Children with life-threatening illnesses treated to holiday food & fun

By Minna Sugimoto - bio | email

WAIPIO (HawaiiNewsNow) - The holiday season can be a difficult time for seriously-ill children and their families. On Sunday night, a non-profit group teamed up with a restaurant chain to help lift the spirits of dozens of Hawaii families.

The support group HUGS says families with a child with a life-threatening illness may feel overwhelmed emotionally and financially during this time of year. On Sunday, about 40 families were treated to food and festivities so they wouldn't feel alone.

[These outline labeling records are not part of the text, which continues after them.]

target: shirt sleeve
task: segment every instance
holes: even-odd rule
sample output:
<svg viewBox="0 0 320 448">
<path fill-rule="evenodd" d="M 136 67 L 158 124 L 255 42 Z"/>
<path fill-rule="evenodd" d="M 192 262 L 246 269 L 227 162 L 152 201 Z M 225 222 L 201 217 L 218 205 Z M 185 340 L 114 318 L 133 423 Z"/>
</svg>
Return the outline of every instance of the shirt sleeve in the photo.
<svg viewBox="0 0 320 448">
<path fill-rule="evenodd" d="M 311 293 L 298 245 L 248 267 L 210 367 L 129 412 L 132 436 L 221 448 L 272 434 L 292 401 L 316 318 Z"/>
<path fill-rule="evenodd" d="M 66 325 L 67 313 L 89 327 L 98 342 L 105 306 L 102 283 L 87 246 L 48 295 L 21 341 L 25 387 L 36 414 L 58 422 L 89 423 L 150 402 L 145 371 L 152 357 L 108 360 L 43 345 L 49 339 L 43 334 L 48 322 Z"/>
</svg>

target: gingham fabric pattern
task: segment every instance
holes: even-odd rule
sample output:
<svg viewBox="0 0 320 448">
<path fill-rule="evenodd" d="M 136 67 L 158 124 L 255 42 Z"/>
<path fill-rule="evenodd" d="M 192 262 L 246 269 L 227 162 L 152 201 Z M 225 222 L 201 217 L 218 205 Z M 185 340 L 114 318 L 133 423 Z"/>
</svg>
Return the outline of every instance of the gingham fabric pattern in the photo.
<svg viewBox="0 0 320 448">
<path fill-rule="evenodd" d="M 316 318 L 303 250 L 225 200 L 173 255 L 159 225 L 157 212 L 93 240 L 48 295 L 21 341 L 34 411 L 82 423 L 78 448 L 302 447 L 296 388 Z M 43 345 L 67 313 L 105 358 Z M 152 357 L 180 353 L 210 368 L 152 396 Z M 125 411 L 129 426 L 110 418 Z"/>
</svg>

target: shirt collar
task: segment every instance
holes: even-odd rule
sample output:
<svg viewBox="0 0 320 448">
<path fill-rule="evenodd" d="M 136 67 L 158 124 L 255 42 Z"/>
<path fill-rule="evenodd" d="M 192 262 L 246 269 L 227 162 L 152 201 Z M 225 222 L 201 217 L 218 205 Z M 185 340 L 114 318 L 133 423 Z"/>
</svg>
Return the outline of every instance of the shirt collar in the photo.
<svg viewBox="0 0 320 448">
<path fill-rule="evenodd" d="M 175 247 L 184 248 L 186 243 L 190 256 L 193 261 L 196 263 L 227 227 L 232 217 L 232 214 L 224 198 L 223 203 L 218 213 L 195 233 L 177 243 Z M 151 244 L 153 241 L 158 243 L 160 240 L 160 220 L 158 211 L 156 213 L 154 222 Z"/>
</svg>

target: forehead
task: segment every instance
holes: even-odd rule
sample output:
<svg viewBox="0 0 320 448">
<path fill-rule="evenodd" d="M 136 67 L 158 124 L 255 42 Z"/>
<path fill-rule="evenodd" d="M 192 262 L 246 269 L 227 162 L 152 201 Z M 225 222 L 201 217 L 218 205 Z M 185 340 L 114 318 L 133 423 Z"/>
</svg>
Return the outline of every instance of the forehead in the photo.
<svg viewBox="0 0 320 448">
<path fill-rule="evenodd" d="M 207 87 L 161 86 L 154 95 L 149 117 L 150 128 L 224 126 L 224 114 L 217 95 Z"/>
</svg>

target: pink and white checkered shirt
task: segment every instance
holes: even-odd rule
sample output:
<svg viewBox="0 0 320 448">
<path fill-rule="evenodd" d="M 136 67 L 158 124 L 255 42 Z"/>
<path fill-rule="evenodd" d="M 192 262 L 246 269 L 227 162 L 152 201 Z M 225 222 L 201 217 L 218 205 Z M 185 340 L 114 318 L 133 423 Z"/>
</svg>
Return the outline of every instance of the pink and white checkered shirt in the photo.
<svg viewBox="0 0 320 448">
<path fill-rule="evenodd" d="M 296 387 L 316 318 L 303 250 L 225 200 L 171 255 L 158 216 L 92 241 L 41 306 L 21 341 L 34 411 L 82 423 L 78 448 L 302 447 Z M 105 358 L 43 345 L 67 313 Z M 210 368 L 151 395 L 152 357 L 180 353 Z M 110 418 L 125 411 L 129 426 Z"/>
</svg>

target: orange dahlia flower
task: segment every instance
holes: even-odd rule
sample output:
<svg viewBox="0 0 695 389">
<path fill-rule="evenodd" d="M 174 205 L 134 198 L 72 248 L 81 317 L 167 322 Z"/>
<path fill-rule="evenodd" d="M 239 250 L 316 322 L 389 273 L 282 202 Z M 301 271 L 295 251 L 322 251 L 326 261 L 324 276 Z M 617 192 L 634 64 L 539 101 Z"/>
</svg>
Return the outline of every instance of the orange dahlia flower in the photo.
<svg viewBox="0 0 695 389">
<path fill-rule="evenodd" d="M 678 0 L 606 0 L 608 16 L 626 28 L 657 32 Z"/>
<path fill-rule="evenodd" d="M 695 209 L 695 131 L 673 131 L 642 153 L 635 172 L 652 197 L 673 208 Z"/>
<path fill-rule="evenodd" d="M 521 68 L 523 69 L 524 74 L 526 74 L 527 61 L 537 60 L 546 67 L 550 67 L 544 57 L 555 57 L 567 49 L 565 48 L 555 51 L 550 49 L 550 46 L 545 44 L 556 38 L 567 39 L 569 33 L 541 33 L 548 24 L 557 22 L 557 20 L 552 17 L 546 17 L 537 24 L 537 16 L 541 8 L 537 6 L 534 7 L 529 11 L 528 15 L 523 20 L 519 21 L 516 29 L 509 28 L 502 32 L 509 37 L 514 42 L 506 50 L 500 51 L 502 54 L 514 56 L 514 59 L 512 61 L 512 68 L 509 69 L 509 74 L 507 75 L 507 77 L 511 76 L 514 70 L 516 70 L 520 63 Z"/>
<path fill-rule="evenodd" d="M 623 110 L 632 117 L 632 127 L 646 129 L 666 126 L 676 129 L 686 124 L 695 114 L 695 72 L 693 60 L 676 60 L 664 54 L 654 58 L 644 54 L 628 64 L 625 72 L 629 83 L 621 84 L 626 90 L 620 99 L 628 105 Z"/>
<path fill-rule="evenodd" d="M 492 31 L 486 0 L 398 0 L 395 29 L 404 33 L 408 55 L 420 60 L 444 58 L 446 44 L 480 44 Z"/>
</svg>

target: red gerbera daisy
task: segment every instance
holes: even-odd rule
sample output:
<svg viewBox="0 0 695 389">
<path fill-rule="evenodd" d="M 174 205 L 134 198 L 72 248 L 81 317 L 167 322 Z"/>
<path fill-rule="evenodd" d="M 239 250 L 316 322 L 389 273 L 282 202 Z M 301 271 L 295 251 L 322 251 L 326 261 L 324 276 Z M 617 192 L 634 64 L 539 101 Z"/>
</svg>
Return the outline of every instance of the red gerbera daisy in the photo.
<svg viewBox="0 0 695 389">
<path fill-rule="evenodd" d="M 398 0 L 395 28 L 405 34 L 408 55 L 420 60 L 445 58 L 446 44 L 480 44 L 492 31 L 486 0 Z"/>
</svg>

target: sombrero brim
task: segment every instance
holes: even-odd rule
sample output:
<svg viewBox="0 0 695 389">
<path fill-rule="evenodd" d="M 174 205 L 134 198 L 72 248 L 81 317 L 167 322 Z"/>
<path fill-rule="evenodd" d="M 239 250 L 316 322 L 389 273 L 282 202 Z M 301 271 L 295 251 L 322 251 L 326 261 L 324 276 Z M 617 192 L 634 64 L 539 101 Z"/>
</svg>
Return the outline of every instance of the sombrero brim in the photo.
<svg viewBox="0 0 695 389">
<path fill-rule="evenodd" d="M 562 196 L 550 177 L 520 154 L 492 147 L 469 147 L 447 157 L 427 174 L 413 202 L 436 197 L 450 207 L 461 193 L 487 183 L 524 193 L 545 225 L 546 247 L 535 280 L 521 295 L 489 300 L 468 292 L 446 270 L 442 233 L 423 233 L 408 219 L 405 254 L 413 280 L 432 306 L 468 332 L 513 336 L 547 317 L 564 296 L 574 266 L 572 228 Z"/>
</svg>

From a visit with Stitch to a stand full of candy, it was a feast for the eyes and tummies of all the special guests.

At the lei-making table was 10-year-old Kamalani, who knows a thing or two about needles. The courageous fifth grader is in her second bout with leukemia, and has had seven hospital stays in the past year.

"To get away from the hospital and all the problems of being sick and coming to an event like this is just real special to our family," Felix Aetonu, Kamalani's father, said.

The non-profit HUGS -- which stands for Help, Understanding and Group Support -- threw this pre-Thanksgiving party for families who have experienced or are currently caring for a child with a life-threatening illness.

"Many of them have been deeply impacted by mounting medical bills and other out-of-pocket expenses," Donna Witsell, HUGS executive director, said. "So even some of the things that the rest of us could do during the holidays, they no longer have the funds to do."

It's the third year in which Zippy's Restaurants has sponsored this holiday gathering, providing the food and the volunteers. The company says it's inspired by the strength of the kids as they face physical and emotional hardships.

"It's amazing the fortitude that they have," Jason Higa, Zippy's chief executive officer, said. "We all know, I think, that children just have such a great ability to make it through challenges that as adults we find overwhelming."

For Kamalani, the party offered many chances to smile.

"Taking pictures, seeing all my friends from HUGS, come here and just enjoy," she said.

About half of the children HUGS provides services to have some form of cancer.